Still, do we want Wedge to be used only on small forums? Do we want to have people complain that we didn't see the bigger picture?
Let's just put that into context. sm.org has been around almost 10 years, and in that time hasn't even pushed an id of 200. As in it's exhausted 0.3% of capacity.
The most insane SMF board I have seen in the wild had 700 boards, the most insane I've ever made had 2000 boards. And believe me when I say that performance is screwed so very badly once you get into those realms.
Of course it's easy enough for an admin to change their field sizes... But I just wanted to do it now. Otherwise, we could just as well limit the id_member field to a smallint, because, well, most forums have a dozen members anyway...!
There's realistic scales for things. It is unlikely a site will generate that many boards. But it is entirely possible for a site to get over 65k members, especially given spam etc. - I have even seen sites that have almost exhausted the 4bn id for posts. But I have never seen a site even remotely approaching the board limit.
It's all about what is practical, and where it is likely to grow.
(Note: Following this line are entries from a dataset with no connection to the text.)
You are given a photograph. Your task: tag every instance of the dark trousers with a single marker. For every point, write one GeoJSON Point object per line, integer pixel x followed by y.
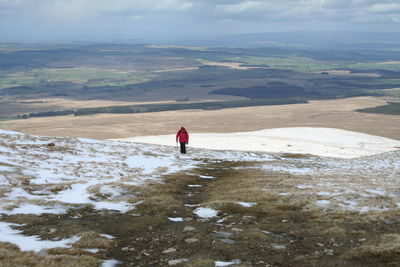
{"type": "Point", "coordinates": [183, 148]}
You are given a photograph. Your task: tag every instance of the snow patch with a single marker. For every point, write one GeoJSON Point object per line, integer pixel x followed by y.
{"type": "Point", "coordinates": [7, 234]}
{"type": "Point", "coordinates": [206, 213]}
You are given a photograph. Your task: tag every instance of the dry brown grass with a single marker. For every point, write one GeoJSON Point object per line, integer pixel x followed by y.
{"type": "Point", "coordinates": [330, 113]}
{"type": "Point", "coordinates": [93, 240]}
{"type": "Point", "coordinates": [12, 256]}
{"type": "Point", "coordinates": [387, 249]}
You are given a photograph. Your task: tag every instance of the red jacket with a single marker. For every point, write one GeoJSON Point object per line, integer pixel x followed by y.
{"type": "Point", "coordinates": [182, 135]}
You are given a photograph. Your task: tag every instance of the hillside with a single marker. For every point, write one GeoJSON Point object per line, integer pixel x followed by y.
{"type": "Point", "coordinates": [83, 202]}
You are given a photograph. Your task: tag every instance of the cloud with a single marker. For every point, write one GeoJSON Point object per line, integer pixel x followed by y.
{"type": "Point", "coordinates": [197, 18]}
{"type": "Point", "coordinates": [385, 8]}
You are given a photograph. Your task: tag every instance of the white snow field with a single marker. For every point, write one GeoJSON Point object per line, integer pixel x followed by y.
{"type": "Point", "coordinates": [40, 175]}
{"type": "Point", "coordinates": [327, 142]}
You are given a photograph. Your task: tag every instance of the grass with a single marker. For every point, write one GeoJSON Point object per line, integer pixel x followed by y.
{"type": "Point", "coordinates": [385, 250]}
{"type": "Point", "coordinates": [266, 233]}
{"type": "Point", "coordinates": [87, 76]}
{"type": "Point", "coordinates": [301, 64]}
{"type": "Point", "coordinates": [11, 256]}
{"type": "Point", "coordinates": [392, 108]}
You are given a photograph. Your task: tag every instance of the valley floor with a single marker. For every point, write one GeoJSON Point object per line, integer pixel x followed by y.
{"type": "Point", "coordinates": [82, 202]}
{"type": "Point", "coordinates": [328, 113]}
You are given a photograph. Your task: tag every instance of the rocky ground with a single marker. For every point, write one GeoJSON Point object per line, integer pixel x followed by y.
{"type": "Point", "coordinates": [81, 202]}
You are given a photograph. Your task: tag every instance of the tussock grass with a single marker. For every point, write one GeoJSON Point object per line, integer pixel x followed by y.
{"type": "Point", "coordinates": [12, 256]}
{"type": "Point", "coordinates": [93, 240]}
{"type": "Point", "coordinates": [200, 263]}
{"type": "Point", "coordinates": [386, 249]}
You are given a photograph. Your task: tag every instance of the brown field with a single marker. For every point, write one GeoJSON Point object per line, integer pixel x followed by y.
{"type": "Point", "coordinates": [329, 113]}
{"type": "Point", "coordinates": [14, 108]}
{"type": "Point", "coordinates": [349, 73]}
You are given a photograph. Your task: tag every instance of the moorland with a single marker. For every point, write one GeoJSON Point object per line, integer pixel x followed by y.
{"type": "Point", "coordinates": [60, 81]}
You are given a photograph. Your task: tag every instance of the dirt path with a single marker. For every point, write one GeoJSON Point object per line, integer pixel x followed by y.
{"type": "Point", "coordinates": [242, 236]}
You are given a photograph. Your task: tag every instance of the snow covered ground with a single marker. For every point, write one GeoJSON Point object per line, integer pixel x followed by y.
{"type": "Point", "coordinates": [52, 175]}
{"type": "Point", "coordinates": [326, 142]}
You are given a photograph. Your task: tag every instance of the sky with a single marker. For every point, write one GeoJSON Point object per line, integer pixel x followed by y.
{"type": "Point", "coordinates": [116, 20]}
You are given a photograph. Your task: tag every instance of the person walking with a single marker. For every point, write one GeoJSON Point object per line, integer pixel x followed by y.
{"type": "Point", "coordinates": [183, 137]}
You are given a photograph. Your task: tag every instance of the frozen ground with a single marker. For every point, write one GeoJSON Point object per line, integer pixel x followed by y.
{"type": "Point", "coordinates": [40, 175]}
{"type": "Point", "coordinates": [327, 142]}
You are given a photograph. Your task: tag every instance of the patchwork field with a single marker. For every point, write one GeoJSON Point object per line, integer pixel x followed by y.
{"type": "Point", "coordinates": [328, 113]}
{"type": "Point", "coordinates": [81, 202]}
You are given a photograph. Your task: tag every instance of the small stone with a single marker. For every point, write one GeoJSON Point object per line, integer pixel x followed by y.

I accept that boards are in the future more likely to grow than before, due to the intentions of using boards for albums and so on. But even at this point in time I cannot realistically expect sites to go over that. Yes, there are going to be sites that do, but I don't want to penalise everyone for the sake of the minority.
People are going to want to run Wedge on shitty hosting. It's a fact of life, and that no matter how shitty their hosting is, they're going to want to run Wedge on it. And it's going to mean people are going to run into issues. It's hard enough with the number of people who have trouble with SMF on shitty hosting - and we're going to have more issues, not less, by making it bigger.
I'm not sure a subselect would be any slower than a very long query, which Wedge always has to parse anyway...
The PHP side of the performance aspect is near enough irrelevant. I'm talking about the SQL execution of that query. IN() clauses are inefficient.
Then, if we start from this, there's also no way we can have privacy settings for topics, posts, etc...
No, it's a question of scale.
IN() is essentially a shortcut for OR clauses. column IN (1,2,3) is functionally equivalent to (column = 1 OR column = 2 OR column = 3) (brackets for the purposes of precedence etc.)
On a few values, like privacy, it's fine. But when you're talking about hundreds or thousands of values, it's going to suck however you do it. And not because of the parsing in the DB layer to get it into the query, it's going to suck once the thousands of rows are figured out in the subselect.
Not that complicated. Noisen does have that... Joins instead of subselects for privacy settings.
It just requires to rewrite all queries, which is annoying, but it wouldn't be a first.
Topic privacy is actually fine because of the limited number of them, because you're not throwing potentially thousands of values into an IN() clause.
It does have other consequences, too, not just rewriting all the queries which use query_see_board and all its friends, but on top of that you also have to consider the ball-ache it's going to create for modders on top. Yay.
So, last time we discussed join vs subselect, I think you came to the conclusion that performance benefits were not obvious..?
For the small numbers of values previously involved, it's pretty much a push. But when you're getting into the theoretically thousands of rows that you're expecting to deal with, it's much, much clearer.
Yup.